FAKTA – Komisi I DPR RI menjaring aspirasi guna memperkaya rekomendasi terhadap perubahan kedua Undang-Undang (UU) No. 11 Tahun 2008 tentang Informasi dan Teknologi Informasi (ITE).
Aspirasi tersebut dijaring dari Komisi Perlindungan Anak Indonesia (KPAI), Trust Indonesia(ADTI), dan Pemantau Regulasi dan Regulator Meda (P2R Media), Lembaga Kajian Hukum Teknologi (LKHT), UI, dan Asosiasi E-Commerce Indonesia (idEA – Indonesian E-Commerce Association) yang merupakan wadah komunikasi antar pelaku industri E-Commerce Indonesia.
Wakil Ketua Komisi I DPR RI, Abdul Kharis Almasyhari menegaskan, perubahan kedua UU ITE ini merupakan komitmen DPR untuk menghilangkan pasal-pasal yang dinilai ‘karet’.
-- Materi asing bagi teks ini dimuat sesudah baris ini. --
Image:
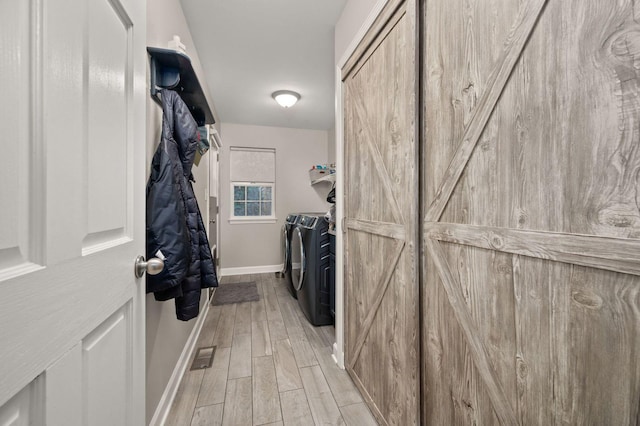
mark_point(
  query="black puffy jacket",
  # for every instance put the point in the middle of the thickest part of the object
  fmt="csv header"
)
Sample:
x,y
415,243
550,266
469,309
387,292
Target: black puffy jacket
x,y
175,231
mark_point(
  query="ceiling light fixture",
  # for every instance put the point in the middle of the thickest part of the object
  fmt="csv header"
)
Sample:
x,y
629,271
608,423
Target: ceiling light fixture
x,y
286,98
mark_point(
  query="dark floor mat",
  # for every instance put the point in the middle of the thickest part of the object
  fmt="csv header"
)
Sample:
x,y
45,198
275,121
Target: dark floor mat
x,y
235,293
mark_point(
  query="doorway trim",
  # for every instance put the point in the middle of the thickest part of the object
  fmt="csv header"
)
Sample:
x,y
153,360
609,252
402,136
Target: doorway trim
x,y
338,346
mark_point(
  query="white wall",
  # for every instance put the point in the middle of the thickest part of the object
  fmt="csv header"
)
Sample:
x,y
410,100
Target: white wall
x,y
259,245
354,14
166,336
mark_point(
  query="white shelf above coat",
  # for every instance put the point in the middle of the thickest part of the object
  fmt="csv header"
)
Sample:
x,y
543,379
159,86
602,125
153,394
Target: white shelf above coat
x,y
326,178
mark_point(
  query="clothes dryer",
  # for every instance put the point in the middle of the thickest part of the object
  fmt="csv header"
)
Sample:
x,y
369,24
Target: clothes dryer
x,y
311,267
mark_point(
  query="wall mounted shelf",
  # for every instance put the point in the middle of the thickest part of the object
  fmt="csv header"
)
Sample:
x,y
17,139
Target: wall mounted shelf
x,y
325,178
173,70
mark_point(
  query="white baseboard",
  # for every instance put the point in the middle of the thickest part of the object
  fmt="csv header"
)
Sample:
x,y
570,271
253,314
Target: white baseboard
x,y
243,270
162,410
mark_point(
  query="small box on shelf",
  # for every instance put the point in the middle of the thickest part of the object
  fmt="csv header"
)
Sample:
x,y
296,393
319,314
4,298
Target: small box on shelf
x,y
322,173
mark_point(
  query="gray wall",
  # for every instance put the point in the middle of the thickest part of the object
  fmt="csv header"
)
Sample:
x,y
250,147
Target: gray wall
x,y
254,245
166,336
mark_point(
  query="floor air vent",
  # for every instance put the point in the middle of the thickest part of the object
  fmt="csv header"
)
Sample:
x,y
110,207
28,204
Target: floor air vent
x,y
203,358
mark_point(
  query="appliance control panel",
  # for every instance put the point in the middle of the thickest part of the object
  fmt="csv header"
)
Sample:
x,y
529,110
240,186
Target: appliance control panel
x,y
308,221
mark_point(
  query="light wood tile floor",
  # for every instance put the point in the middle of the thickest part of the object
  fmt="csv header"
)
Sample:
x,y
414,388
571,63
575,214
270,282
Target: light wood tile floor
x,y
271,367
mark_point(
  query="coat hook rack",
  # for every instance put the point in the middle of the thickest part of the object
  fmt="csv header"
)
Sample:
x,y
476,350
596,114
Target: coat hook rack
x,y
173,70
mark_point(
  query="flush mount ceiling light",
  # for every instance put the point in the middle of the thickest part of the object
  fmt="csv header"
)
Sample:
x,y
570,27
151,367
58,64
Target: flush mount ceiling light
x,y
286,98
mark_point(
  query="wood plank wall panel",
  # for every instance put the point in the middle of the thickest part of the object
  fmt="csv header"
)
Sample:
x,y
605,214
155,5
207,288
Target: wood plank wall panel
x,y
381,240
517,338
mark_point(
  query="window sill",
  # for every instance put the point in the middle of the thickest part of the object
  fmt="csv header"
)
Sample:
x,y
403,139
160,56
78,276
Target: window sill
x,y
252,220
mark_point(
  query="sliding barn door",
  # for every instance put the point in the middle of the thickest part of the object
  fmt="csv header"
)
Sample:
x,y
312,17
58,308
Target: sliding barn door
x,y
381,291
531,301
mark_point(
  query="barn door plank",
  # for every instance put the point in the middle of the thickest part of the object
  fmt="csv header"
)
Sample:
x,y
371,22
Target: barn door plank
x,y
381,217
531,291
514,46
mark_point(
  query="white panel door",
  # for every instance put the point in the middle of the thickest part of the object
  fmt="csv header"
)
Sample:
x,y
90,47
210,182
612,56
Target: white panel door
x,y
72,178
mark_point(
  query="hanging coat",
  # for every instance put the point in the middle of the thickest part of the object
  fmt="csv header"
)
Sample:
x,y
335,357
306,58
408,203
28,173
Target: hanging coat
x,y
175,230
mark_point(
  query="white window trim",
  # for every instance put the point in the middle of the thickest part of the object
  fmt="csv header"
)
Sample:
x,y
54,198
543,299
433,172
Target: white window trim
x,y
235,220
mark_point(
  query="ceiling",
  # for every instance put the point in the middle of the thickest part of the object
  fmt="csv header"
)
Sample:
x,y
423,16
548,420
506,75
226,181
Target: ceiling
x,y
251,48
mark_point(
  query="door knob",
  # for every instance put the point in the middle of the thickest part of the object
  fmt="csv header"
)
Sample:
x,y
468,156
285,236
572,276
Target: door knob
x,y
152,266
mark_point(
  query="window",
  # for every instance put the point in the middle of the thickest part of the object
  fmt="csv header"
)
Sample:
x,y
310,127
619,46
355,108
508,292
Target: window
x,y
252,185
252,199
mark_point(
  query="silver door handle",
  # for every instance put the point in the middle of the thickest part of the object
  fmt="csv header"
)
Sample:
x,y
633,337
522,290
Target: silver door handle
x,y
152,267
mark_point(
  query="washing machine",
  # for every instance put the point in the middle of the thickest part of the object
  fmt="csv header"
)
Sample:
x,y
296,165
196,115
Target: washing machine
x,y
287,231
311,267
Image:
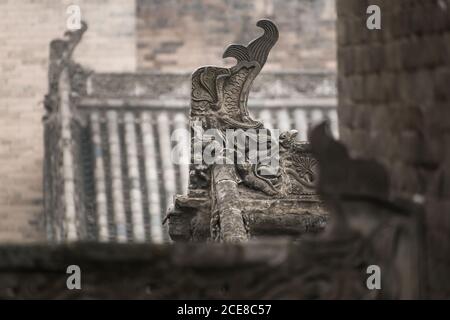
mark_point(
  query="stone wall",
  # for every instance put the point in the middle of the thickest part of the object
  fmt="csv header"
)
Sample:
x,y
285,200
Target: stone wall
x,y
394,105
25,32
183,35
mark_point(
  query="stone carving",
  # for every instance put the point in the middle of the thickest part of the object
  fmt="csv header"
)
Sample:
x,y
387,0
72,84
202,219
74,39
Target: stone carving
x,y
219,101
61,51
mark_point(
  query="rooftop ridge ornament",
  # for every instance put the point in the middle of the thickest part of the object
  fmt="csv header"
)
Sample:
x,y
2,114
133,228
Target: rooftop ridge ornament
x,y
61,51
258,49
232,195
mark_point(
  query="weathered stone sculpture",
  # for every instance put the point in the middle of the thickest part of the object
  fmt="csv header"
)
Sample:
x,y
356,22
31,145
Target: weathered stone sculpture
x,y
233,200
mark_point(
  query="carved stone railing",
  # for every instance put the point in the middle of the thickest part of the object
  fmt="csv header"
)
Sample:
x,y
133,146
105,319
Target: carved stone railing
x,y
233,202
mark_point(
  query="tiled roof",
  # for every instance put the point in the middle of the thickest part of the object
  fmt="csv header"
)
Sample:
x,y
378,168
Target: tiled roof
x,y
109,150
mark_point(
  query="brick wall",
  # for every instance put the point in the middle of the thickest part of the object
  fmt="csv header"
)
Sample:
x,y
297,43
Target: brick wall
x,y
183,35
25,33
394,105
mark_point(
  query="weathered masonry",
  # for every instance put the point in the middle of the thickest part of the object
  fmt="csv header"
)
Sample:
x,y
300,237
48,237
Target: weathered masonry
x,y
234,201
109,138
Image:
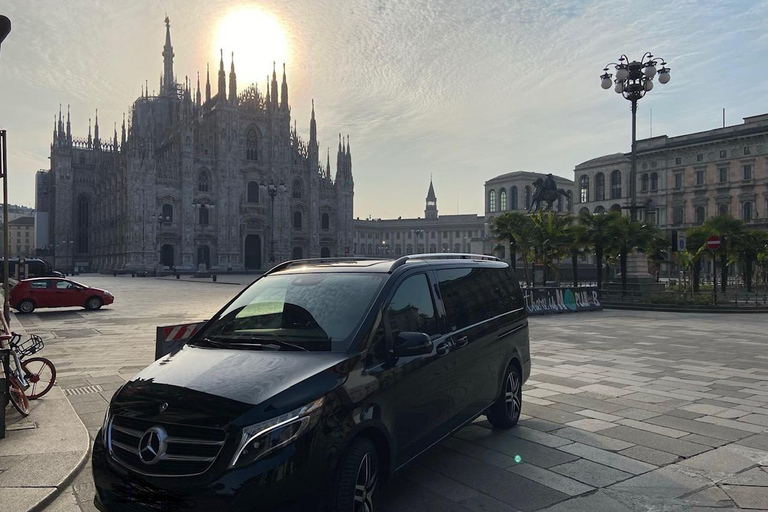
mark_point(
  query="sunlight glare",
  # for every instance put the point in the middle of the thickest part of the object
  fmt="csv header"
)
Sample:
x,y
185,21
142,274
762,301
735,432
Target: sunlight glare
x,y
258,40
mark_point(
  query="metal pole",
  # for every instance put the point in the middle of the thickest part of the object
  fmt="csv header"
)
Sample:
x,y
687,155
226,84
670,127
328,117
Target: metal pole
x,y
633,169
6,241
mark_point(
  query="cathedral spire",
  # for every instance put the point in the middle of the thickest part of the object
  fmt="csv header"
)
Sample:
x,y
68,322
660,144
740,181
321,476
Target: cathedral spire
x,y
284,91
207,83
69,127
274,84
232,81
168,86
222,79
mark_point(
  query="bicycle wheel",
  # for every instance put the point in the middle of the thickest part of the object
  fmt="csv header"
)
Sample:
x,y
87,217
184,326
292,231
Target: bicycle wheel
x,y
41,375
18,398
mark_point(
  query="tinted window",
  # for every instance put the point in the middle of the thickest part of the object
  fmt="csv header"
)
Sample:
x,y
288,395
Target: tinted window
x,y
411,308
312,308
463,291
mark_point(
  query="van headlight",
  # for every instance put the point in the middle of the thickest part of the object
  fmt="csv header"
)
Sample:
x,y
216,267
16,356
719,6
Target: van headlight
x,y
261,439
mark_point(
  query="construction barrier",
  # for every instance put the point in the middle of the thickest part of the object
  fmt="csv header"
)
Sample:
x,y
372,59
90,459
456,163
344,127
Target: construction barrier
x,y
170,338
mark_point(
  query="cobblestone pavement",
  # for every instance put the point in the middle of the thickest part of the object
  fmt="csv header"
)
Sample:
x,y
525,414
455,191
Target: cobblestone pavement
x,y
624,411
“Saya perlu sampaikan bahwa UU (Nomor 11 Tahun 2008 tentang ITE) ini direvisi (dengan) latar belakangnya adalah munculnya pasal ‘karet’. Jadi, semangat kita (Komisi I DPR) adalah ingin menghilangkan pasal ‘karet’ maka kita ubah agar tidak menjadi ‘karet’ lagi,” ujar Kharis saat membuka Rapat Dengar Pendapat Komisi I DPR dengan KPAI, ADTI, IDEA, LKHT, UI dan P2R Media di Gedung Nusantara I, Senayan, Jakarta, Rabu (23/8/2023).
Ia menyebutkan pembahasan perubahan kedua Undang-Undang (UU) Nomor 11 Tahun 2008 tentang ITE sudah berlangsung selama 8 (delapan) bulan. Setiap proses yang dilewati, ungkapnya, telah melalui sejumlah rangkaian rapat dengan melibatkan berbagai pihak terkait.
Maka dari itu, Politisi Fraksi PKS berharap revisi kedua UU ITE ini akan menciptakan kondisi kondusif yang minim polemik sekaligus berdampak pada penguatan keamanan siber di Indonesia. Terakhir, ia ingin agenda ini menjadi bukti nyata bahwa DPR selalu menjunjung keterlibatan publik dalam Undang-Undang terkait ITE agar meminimalisir dari kesalahan pemahaman dan penerapan.
“Kami (mohon disampaikan) masukan yang baik, bukan cercaan. (Kami mohon) diberikan masukan yang konstruktif sehingga semua sepakat membuat UU yang sempurna dalam revisi ini,” tandas Politisi Fraksi PKS itu.
Komisi I DPR RI juga menjaring masukan dari Badan Siber dan Sandi Negara (BSSN) guna memperkaya rekomendasi terkait perubahan kedua atas UU 11/2008. Salah satu masukan yang disampaikan oleh BSSN adalah melibatkan BSSN dalam tahap penyidikan tindak pidana bidang Teknologi lTE.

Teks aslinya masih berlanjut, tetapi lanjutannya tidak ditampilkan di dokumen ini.